Fergus Watson
- Born: 26 June 2005 (age 20) Livingston, Scotland
- Height: 6 ft 3 in (1.91 m)
- Weight: 100 kg (220 lb; 15 st 10 lb)
- School: Biggar High School
- Notable relative(s): Bill Watson, grandfather

Rugby union career
- Position: Wing

Amateur team(s)
- Years: Team / Apps / (Points)
- -: Biggar

Senior career
- Years: Team / Apps / (Points)
- 2023–: Glasgow Warriors / 2 / (5)

Super Rugby
- Years: Team / Apps / (Points)
- 2023: Future XV / 6

International career
- Years: Team / Apps / (Points)
- 2023: Scotland U18
- 2024-25: Scotland U20
- 2025: Emerging Scotland / 1 / (0)

= Fergus Watson =

Fergus Watson (born 26 June 2005) is an Emerging Scotland international rugby union player who plays for Glasgow Warriors at the Wing position. He previously played for Biggar RFC and the FOSROC Future XV in the Super Series.

==Rugby Union career==

===Amateur career===

Watson started playing rugby union from the age of six at Biggar RFC and then also played for his school team at Biggar High School.

===Professional career===

He played for the Futures XV in the Super Series tournament in 2023.

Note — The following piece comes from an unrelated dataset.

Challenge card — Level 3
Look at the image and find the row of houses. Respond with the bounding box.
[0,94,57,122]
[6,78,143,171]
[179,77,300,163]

Watson joined Glasgow Warriors in 2023, as part of their Scottish Rugby Academy summer intake. He played in Glasgow's two preseason matches against Bath and Northampton Saints in 2025. He secured the man-of-the-match in the Saints game. He was then injured playing for Emerging Scotland in their match against Tonga XV and had to spend weeks working on his recovery.

He finally made his competitive debut for the Warriors on 27 March 2026 against Benetton in a home match at Scotstoun. The Warriors won the match in a bonus point 31 - 10 win, with Watson scoring a try on competitive debut in a man-of-the-match display. Watson became Glasgow Warrior No. 376.

On 1 April 2026 Watson was given a professional contract with the club.

===International career===

He was capped for Scotland U18s in 2023 in the U18 Six Nations tournament.

Watson played for the Scotland U20s from 2024, making his first cap against Wales U20.

He played for Emerging Scotland against Italy under 23s on 14 December 2024.

==Family==

His grandfather Bill Watson played at No. 8 for Scotland in the 1970s.